In this way a series of deletions showing gradations in length can be mapped. They are then used to map an unknown rII mutation by crossing a mutant with a series of deletions and observing whether recombination occurs or not (Fig. 22.5). The method involves selecting a group of deletion mutants whose lengths are known and crossing an unknown mutant with each one of them.
As shown in the hypothetical Fig. 22.5, crosses between the unknown mutant M and deletion mutants d2, d3, d4 and d6, no recombinants are recovered because the mutant site lies opposite a deleted segment of the second phage DNA.
But when the unknown mutant M is crossed with d 1, d5 and dl, recombinants are produced. In this way we can map the exact location of mutant M. The length of the DNA in rIIA gene is calculated to be 6 map units (800 base pairs) and in rII B region 4 map units (500 base pairs).
In complementation studies when each of two mutations impairs the same function, the mutants do not complement each other. But sometimes there is intragenic or interallelic complementation between the different mutant alleles of the same gene, due to which a small proportion of normal phenotypes is produced.

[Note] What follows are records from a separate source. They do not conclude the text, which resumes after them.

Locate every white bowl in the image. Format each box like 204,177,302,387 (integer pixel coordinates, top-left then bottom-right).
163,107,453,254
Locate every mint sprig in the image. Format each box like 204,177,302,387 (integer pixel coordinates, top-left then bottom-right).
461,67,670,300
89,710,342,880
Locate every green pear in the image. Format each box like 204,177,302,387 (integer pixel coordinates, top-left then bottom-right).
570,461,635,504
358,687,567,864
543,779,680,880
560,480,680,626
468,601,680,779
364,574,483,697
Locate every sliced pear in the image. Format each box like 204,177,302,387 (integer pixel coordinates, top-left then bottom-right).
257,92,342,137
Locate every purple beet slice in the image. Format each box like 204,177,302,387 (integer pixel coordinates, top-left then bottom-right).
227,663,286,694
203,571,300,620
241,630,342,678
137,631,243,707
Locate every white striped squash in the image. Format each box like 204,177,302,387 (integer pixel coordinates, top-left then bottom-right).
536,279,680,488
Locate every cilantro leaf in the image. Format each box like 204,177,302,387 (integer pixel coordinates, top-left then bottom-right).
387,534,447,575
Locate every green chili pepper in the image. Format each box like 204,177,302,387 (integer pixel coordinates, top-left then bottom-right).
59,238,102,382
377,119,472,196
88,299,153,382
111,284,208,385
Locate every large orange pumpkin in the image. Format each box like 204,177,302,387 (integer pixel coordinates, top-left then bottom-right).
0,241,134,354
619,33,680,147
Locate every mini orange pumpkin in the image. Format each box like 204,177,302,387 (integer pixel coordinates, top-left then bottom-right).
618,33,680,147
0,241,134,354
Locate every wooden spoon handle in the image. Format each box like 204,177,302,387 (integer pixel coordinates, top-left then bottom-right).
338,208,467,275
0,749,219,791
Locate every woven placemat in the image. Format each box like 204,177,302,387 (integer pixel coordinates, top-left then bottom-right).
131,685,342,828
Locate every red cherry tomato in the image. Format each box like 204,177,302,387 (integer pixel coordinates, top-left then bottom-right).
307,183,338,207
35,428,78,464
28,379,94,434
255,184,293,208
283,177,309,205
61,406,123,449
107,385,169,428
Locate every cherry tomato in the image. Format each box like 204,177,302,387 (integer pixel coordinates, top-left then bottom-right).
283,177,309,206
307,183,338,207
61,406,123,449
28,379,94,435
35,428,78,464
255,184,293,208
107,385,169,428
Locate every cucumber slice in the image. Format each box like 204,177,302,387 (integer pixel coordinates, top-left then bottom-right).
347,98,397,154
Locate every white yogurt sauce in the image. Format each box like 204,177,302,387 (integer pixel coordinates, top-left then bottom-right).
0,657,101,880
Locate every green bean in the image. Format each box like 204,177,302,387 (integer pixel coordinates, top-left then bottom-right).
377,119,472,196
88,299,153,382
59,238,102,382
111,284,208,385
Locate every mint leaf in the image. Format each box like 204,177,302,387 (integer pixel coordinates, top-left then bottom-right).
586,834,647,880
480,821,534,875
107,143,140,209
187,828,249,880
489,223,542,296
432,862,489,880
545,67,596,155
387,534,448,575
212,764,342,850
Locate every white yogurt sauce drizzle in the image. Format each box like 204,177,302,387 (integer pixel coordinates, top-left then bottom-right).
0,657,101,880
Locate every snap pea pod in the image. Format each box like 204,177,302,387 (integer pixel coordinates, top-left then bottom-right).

In some fungi and bacteria each of the alleles which are functionally related specifics the amino acid sequence of a different subunit of a single enzyme. Each subunit performs its own function.
The association of subunits produces the secondary structure of the polypeptide; this secondary structure is responsible for enzyme activity. Thus intragenic complementation is observed through the secondary structure of a polypeptide, and not its primary structure which is determined by the amino acid sequence.